It does however have backups of the OS made on the second partition.  Usually one done before every windows update (once a month) and automated ones once a week, only one full backup is made per month, the rest are incremental.

The full backups are typically around 16GB compressed, incremental is highly variable, of the 3 done this month, two are under half a GB, the other one is 4GB.  Last month two were under half a GB, one was 5GB.

Here is the data as provided by crystal diskinfo.

Power on hours 3227 (134 days) (laptop is on 24/7)
Total host writes 2038 GB (roughly 4x drive capacity)
Average block erase count *100 (almost one a day)*

This means either write amplification approximately 25x which seems very high (dont think this is the case I believe the SMART writes are "after" amplification), or the wear levelling algorithm is poor.

The drive is manually overprovisioned by 10%, in addition the partitions combined are about 60% utilised.  Overall 270 GB used out of 500GB.

Average drive writes per 15GB.

I do think the total host writes is "after" amplification, so I think the issue seems to be poor wear levelling algorithm.
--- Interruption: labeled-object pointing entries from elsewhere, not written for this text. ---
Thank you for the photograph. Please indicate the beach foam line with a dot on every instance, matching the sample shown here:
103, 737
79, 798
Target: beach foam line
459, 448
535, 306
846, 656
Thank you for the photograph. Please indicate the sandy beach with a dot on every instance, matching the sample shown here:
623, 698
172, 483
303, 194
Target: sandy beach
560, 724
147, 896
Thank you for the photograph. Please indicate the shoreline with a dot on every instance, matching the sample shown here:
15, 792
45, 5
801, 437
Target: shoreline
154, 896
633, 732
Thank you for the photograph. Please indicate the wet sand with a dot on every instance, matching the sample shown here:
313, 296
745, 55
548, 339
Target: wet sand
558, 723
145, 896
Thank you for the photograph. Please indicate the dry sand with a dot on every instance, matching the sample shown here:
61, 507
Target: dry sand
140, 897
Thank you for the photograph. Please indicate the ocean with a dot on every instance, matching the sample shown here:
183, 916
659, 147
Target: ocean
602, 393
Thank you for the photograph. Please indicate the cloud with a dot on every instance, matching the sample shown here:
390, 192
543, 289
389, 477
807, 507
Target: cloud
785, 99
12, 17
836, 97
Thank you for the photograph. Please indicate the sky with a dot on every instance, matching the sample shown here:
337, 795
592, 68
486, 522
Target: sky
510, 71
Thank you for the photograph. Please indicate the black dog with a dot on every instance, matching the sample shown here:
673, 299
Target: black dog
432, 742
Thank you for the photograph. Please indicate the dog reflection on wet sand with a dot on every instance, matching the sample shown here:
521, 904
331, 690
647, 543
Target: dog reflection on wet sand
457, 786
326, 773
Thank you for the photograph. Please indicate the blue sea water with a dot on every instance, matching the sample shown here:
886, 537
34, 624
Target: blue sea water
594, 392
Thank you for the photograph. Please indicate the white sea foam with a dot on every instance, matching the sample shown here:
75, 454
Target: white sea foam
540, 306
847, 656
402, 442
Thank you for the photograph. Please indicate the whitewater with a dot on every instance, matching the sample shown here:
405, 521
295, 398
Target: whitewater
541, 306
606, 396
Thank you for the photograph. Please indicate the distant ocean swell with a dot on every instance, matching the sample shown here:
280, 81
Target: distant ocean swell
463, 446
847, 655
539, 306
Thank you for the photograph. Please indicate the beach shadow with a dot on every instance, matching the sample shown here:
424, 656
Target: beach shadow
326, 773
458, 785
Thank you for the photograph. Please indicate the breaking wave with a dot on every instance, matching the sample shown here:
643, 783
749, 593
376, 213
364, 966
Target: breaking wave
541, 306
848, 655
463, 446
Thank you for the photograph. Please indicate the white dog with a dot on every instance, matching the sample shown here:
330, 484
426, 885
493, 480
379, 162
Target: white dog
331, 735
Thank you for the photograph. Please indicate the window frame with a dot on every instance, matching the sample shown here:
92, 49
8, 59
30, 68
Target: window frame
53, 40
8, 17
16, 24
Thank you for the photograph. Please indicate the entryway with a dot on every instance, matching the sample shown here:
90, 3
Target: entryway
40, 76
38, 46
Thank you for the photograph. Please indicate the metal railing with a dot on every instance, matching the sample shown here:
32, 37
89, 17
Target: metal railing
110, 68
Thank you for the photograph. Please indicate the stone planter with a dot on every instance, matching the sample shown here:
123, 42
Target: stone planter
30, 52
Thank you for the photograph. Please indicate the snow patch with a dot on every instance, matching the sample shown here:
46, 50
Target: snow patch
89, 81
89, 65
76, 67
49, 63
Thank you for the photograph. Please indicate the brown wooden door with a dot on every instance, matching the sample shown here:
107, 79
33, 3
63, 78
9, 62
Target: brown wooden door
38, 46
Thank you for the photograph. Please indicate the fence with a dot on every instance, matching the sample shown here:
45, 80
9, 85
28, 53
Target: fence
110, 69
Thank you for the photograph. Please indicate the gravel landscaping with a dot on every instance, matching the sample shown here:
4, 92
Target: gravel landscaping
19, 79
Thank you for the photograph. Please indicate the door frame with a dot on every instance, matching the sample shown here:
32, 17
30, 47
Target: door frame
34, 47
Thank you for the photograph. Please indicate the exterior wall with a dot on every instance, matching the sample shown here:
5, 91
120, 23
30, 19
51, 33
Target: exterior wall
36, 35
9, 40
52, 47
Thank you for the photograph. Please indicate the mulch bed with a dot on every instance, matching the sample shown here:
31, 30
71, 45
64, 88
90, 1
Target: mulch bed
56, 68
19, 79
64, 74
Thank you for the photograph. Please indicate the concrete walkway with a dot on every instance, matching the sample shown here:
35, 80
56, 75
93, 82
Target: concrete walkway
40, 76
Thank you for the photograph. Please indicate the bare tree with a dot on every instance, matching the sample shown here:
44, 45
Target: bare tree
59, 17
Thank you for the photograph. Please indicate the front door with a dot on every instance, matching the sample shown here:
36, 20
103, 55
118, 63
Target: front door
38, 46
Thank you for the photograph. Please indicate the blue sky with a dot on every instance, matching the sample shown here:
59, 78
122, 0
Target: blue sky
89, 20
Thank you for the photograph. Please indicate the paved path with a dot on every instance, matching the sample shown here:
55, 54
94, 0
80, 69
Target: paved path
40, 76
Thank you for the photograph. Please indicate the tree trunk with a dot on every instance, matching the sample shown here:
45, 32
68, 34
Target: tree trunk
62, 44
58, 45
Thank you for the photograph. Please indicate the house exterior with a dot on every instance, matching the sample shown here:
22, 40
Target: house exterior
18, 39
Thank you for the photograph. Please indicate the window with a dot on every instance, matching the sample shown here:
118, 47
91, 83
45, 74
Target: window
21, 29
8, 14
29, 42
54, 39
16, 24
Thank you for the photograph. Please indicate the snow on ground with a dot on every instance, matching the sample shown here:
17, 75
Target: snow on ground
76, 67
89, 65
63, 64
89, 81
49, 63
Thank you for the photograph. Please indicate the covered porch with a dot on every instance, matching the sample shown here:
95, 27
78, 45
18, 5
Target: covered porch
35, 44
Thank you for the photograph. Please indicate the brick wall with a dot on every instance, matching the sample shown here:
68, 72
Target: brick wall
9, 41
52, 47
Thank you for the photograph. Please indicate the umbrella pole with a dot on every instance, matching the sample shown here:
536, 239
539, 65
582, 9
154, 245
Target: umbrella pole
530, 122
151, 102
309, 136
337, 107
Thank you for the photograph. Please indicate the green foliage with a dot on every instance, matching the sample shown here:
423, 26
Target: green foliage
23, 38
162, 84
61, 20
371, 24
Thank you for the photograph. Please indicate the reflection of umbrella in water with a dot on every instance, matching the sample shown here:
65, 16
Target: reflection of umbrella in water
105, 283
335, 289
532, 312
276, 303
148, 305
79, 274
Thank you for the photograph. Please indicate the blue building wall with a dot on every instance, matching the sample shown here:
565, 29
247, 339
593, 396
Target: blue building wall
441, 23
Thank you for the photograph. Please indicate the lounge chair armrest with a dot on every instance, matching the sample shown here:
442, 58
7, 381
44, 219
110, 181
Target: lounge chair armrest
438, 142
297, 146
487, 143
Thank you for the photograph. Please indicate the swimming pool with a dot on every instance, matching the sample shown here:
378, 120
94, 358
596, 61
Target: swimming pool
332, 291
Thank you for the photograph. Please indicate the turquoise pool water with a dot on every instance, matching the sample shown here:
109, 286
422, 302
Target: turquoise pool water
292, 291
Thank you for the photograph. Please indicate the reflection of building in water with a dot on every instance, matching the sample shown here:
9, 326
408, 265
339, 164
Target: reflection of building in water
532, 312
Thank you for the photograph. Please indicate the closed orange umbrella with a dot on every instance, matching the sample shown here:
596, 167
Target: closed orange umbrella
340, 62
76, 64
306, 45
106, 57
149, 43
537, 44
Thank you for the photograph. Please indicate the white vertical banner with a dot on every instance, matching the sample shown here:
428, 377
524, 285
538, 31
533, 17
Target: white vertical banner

Has anyone else noticed rapid erase cycles on MX500s?


----------



## ThaiTaffy (Sep 23, 2021)

I haven't done any testing on mine but after reading this post I will take a look and let you know.


----------



## RealKGB (Sep 23, 2021)

I have one, it boots macOS that I do use every week or so.
Power On Hours: 3210
Total Host Writes: 850GB
Average Block Erase Count: 0


----------



## ThrashZone (Sep 23, 2021)

Hi,
Back ups should not be stored on the same disk they are for and connected all the time
They should on a separate hdd and disconnected after completion and verified otherwise they're just as at risk as the original install different partition or not.

I have some mx100 256gb & 128gb that are really old and most are still 100% to 99% as os drives.
So where did you buy this mx500 miners have been selling some since chia or what ever it was crashed


----------



## chrcoluk (Sep 23, 2021)

It was from amazon direct (not 3rd party).

I have found this thread on toms hardware, (I am still reading it)

A very interesting read so far on page 7.

I seem to have the same symptoms as these guys, the drive was installed in January (yet power on hours is 134 days).

I calculated my write amplification as 25x based on erase cycles, calculated as 20X using their formula.






						Question - Crucial MX500 500GB sata ssd Remaining Life decreasing fast despite few bytes being written
					

The Remaining Life (RL) of my Crucial MX500 ssd has been decreasing rapidly, even though the pc doesn't write much to it.  Below is the log I began keeping after I noticed RL reached 95% after about 6 months of use.  Assuming RL truly depends on bytes written, the decrease in RL is accelerating...




					forums.tomshardware.com
				




The 2 smart values these guys are using to calculate write amplification are from my MX500.

F7 - 73840348
F8 - 1550641798

Also my laptop is very rarely turned off its on 24/7 which seems to be the worst case scenario for the problem they discovered.



ThrashZone said:


> Hi,
> Back ups should not be stored on the same disk they are for and connected all the time
> They should on a separate hdd and disconnected after completion and verified otherwise they're just as at risk as the original install different partition or not.
> 
> ...


These backups are not to solve hardware failure, but for rollbacks on things like bad windows update, or operator error.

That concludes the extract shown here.